To assess if heart macrophages are involved in host defense against pathogens that may enter the myocardium, we injected fluorescent Staphylococcus aureus into the left ventricular myocardium. The fluorescence of the probe is only detectable if the bioparticle is activated by exposure to low pH in lysosomes, indicating phagocytosis. We detected fluorescence in 11.4±1.2% of heart macrophages 2 hours after injection of bacteria (Figure 4). These data indicate that macrophages participate in immunosurveillance of the heart.

Figure 4. Macrophages phagocytose Staphylococcus aureus.

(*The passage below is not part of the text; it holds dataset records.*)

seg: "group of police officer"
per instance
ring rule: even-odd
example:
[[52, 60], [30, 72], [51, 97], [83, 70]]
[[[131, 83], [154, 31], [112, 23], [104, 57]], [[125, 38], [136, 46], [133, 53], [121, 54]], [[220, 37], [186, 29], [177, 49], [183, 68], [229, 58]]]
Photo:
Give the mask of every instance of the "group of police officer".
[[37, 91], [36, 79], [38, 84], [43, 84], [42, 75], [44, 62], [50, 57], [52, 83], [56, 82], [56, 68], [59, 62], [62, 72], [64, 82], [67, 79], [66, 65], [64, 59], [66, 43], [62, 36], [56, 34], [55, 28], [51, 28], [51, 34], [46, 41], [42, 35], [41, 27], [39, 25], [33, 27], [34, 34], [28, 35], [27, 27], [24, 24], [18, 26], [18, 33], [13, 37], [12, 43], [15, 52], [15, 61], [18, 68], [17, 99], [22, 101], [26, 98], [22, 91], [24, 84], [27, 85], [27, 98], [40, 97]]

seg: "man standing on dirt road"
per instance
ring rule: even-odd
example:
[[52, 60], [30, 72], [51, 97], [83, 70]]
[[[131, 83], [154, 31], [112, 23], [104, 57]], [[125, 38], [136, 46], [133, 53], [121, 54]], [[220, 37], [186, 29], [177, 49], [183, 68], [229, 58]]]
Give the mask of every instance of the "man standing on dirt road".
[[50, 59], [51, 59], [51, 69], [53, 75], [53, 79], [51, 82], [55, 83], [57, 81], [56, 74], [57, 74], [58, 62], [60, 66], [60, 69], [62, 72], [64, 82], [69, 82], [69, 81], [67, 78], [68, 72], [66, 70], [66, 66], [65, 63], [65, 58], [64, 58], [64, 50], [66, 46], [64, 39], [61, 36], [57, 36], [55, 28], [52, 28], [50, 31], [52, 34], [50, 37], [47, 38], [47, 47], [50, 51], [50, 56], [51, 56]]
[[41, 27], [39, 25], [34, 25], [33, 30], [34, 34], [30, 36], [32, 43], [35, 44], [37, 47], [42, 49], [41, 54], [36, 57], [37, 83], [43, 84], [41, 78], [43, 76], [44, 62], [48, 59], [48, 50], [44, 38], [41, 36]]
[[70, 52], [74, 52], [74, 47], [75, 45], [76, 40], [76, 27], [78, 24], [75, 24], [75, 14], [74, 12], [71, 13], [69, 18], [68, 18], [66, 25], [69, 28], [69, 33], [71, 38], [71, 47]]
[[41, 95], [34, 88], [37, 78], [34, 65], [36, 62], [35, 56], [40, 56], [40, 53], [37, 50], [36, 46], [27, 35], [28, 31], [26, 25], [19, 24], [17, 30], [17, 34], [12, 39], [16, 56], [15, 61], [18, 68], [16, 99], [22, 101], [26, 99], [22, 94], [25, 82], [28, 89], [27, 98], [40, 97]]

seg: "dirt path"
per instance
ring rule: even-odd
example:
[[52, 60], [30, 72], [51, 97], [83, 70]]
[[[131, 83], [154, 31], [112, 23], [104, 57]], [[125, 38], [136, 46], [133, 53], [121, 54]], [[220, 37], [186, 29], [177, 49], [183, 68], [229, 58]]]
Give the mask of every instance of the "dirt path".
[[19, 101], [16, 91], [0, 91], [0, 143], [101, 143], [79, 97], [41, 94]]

Mice were injected with fluorescent staphylococcus aureus bioparticles into the left ventricular myocardium. Two hours later, fluorescence within cardiac macrophages was analyzed by flow cytometry (right panel, n=5, mean±SEM). One mouse which was not injected served as staining control (left panel). Gated on CD45⁺ Lineage⁻ CD11b⁺ cardiac cells.

Monocytes repopulate depleted heart macrophages

We next explored if monocytes contribute to the repopulation of cardiac macrophages following their depletion in CD11b^DTR/⁺ mice. To this end, we injected mice with a single dose of diphtheria toxin, thus inducing apoptosis of CD11b⁺ mononuclear cells in this transgenic mouse. The recovery of blood monocytes and heart macrophages was then monitored by flow cytometry over several days. Ablation of CD11b⁺ cells drastically reduced the number of circulating monocytes and heart macrophages (Fig. 5A–C). After 3 days, monocytes reappeared in the blood and also invaded the heart, while heart macrophages were still absent. Six days after ablation, the macrophage population recovered (Fig. 5A–C).

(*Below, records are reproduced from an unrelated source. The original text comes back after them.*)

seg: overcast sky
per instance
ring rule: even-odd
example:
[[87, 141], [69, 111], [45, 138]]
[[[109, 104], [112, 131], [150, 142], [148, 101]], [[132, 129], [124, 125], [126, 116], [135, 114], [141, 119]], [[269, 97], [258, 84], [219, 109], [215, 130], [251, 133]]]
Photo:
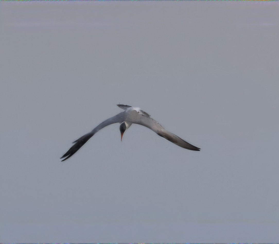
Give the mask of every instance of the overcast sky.
[[[279, 242], [279, 3], [0, 2], [0, 242]], [[201, 149], [132, 125], [139, 107]]]

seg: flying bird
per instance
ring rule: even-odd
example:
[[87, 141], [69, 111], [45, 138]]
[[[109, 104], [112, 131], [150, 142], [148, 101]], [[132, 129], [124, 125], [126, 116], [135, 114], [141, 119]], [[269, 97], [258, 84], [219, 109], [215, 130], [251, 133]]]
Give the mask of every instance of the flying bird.
[[74, 144], [60, 158], [65, 158], [61, 162], [68, 159], [73, 155], [78, 150], [100, 130], [112, 124], [119, 123], [119, 128], [122, 141], [123, 134], [132, 124], [138, 124], [149, 128], [162, 136], [177, 146], [194, 151], [199, 151], [200, 148], [185, 141], [176, 135], [168, 131], [157, 121], [153, 119], [147, 113], [139, 108], [134, 108], [128, 105], [117, 104], [124, 111], [111, 117], [102, 122], [89, 133], [83, 136], [74, 141]]

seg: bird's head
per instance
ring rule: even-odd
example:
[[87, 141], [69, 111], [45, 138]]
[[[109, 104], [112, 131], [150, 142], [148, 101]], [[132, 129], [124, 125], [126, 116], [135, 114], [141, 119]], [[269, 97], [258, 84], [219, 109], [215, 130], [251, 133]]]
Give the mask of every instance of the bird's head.
[[122, 141], [122, 138], [124, 132], [128, 129], [128, 128], [131, 126], [131, 124], [128, 123], [125, 121], [122, 122], [120, 124], [120, 127], [119, 129], [121, 134], [121, 141]]

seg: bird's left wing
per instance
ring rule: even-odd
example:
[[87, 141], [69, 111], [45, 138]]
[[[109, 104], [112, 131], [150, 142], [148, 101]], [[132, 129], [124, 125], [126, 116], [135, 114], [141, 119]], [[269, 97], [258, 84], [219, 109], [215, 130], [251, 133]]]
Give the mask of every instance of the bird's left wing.
[[123, 113], [120, 113], [117, 114], [115, 116], [106, 120], [102, 122], [99, 125], [95, 127], [92, 131], [89, 133], [85, 134], [81, 137], [74, 141], [73, 143], [75, 144], [69, 149], [67, 152], [62, 156], [60, 158], [63, 158], [65, 157], [67, 157], [61, 161], [62, 162], [68, 159], [73, 155], [85, 143], [92, 137], [97, 131], [104, 127], [115, 123], [120, 123], [122, 122], [123, 118]]

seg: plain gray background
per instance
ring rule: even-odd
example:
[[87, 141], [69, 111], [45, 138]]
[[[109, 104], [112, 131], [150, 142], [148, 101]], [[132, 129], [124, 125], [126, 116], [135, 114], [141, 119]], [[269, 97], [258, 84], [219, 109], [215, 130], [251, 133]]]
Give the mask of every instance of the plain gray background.
[[[278, 2], [0, 2], [0, 241], [279, 241]], [[123, 103], [133, 125], [72, 142]]]

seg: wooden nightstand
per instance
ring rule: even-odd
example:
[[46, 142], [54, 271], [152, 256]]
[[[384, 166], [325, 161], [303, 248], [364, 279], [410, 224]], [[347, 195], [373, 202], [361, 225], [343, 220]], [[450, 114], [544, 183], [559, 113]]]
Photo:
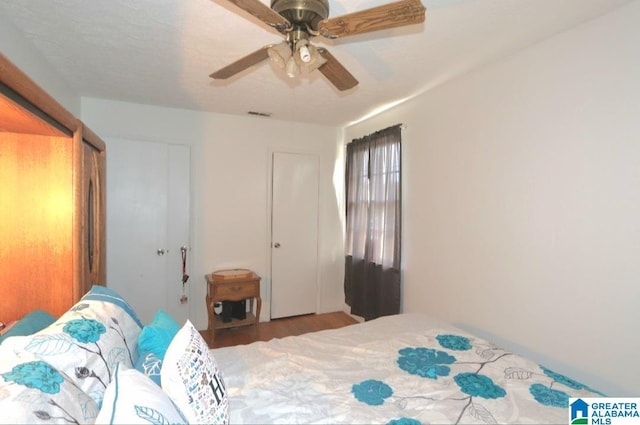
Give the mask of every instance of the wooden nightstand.
[[[262, 298], [260, 298], [260, 276], [254, 272], [248, 273], [238, 278], [216, 278], [215, 273], [205, 275], [207, 280], [207, 314], [209, 324], [207, 330], [211, 334], [211, 341], [215, 338], [216, 329], [234, 328], [236, 326], [255, 325], [258, 333], [258, 323], [260, 321], [260, 309], [262, 308]], [[231, 319], [230, 322], [223, 322], [222, 318], [216, 316], [213, 305], [222, 301], [242, 301], [249, 300], [249, 311], [246, 319]], [[253, 311], [253, 301], [256, 301], [255, 314]]]

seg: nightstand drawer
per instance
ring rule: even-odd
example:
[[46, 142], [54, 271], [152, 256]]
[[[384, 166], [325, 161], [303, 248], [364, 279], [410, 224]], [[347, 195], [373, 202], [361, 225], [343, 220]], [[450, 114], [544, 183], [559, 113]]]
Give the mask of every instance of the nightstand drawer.
[[233, 283], [233, 284], [218, 284], [215, 288], [217, 299], [224, 298], [238, 298], [245, 299], [256, 296], [256, 285], [252, 283]]

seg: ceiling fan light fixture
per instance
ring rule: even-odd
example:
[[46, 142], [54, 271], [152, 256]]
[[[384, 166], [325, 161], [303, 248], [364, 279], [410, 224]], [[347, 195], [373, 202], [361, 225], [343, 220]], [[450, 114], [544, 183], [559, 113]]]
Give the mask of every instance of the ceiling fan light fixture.
[[267, 49], [271, 62], [278, 65], [280, 68], [284, 68], [287, 61], [291, 58], [291, 46], [289, 42], [283, 41], [282, 43], [274, 44]]

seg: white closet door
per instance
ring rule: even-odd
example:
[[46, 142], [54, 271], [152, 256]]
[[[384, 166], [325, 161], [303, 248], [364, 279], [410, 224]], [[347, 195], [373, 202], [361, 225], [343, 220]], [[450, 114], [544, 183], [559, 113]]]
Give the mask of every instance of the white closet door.
[[107, 152], [107, 286], [145, 323], [159, 308], [183, 323], [191, 303], [180, 303], [180, 247], [190, 245], [190, 149], [109, 139]]
[[273, 154], [271, 318], [315, 313], [319, 158]]

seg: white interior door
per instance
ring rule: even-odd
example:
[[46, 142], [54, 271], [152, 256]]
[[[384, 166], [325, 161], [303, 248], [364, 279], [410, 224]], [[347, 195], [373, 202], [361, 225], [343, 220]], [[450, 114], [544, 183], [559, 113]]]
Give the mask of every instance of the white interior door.
[[271, 318], [315, 313], [318, 287], [316, 155], [273, 154]]
[[180, 301], [180, 248], [190, 245], [190, 149], [109, 139], [107, 155], [107, 286], [144, 323], [159, 308], [183, 323], [190, 314], [189, 283], [188, 301]]

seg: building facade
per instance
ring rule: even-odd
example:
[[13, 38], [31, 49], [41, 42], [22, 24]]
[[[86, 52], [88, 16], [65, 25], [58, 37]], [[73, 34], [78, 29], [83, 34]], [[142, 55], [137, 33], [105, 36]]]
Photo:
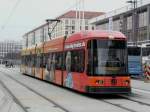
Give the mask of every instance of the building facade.
[[[40, 45], [42, 42], [68, 36], [80, 30], [94, 29], [94, 26], [89, 23], [89, 20], [102, 14], [104, 13], [84, 11], [84, 17], [81, 16], [83, 15], [81, 12], [79, 17], [79, 12], [77, 13], [74, 10], [68, 11], [56, 18], [60, 20], [57, 25], [56, 22], [46, 23], [26, 33], [23, 36], [23, 48], [30, 48], [35, 45]], [[55, 25], [56, 27], [54, 28]], [[53, 28], [54, 30], [51, 32]], [[48, 31], [51, 32], [51, 37], [49, 37]]]
[[128, 37], [129, 45], [150, 44], [150, 1], [132, 5], [93, 18], [90, 23], [97, 30], [121, 31]]
[[[6, 59], [14, 58], [12, 54], [17, 54], [22, 49], [22, 43], [17, 41], [1, 41], [0, 42], [0, 63]], [[11, 56], [8, 56], [11, 55]]]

Figure 5. Monocytes contribute to macrophage recovery following induction of macrophage apoptosis.

CD11b^DTR/⁺ mice were injected with a single dose of diphtheria toxin (DT, n=3 per time point). FACS plots show depletion and recovery in blood (A) and the heart (B). C, Percentages of F4/80^low Ly6C^high monocytes and F4/80^high Ly6C^low macrophages in the heart after one DT injection, gated on CD45⁺ Lin⁻ CD11b⁺ cells. D, Macrophages were depleted in CD11b^DTR/⁺ mice 2 weeks after establishing parabiosis with Ubc^GFP+ mice. Percentages of donor GFP⁺ cells in peripheral blood monocytes and cardiac macrophages were assessed in parabionts after 6 days (n=4).

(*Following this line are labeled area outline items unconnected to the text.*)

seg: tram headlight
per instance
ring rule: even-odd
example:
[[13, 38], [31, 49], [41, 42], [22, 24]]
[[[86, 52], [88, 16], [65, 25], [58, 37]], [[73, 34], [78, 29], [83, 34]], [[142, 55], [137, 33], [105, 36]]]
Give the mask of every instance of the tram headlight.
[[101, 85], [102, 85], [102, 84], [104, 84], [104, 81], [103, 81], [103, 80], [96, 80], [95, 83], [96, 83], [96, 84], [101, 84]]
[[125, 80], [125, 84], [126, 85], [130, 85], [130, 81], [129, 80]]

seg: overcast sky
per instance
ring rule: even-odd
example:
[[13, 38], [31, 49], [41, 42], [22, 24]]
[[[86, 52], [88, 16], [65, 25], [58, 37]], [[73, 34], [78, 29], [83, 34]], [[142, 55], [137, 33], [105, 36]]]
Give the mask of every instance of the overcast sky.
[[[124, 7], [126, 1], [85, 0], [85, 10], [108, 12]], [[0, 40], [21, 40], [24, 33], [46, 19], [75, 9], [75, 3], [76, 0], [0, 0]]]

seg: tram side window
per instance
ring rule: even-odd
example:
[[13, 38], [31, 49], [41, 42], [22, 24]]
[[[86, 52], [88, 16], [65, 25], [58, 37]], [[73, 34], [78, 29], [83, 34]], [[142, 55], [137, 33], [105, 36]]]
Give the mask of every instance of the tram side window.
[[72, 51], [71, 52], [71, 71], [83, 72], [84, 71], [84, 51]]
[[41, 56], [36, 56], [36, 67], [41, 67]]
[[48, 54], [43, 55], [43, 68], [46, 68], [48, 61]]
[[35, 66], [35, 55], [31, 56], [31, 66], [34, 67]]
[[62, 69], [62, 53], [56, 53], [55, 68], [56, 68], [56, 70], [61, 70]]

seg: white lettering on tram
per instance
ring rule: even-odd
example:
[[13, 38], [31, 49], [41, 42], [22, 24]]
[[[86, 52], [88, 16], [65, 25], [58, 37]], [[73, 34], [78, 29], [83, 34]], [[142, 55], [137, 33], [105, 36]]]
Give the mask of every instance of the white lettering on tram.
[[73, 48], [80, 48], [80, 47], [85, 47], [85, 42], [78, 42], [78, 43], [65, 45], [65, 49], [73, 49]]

To investigate if this recovery was caused by differentiation of recruited monocytes, we studied macrophage recovery in CD11b^DTR/⁺/ Ubc^GFP parabionts. Two weeks after parabiosis, CD11b⁺ cells were depleted in the CD11b^DTR/⁺ parabiont by injection of diphtheria toxin while GFP⁺ donor monocytes of the co-parabiont remained in circulation. On day 6 after depletion, the chimerism for heart macrophages resembled the monocyte chimerism in the blood (Fig. 5D). These data indicate that monocytes repopulate the cardiac macrophage pool after myeloid cell depletion in CD11b^DTR/⁺ mice.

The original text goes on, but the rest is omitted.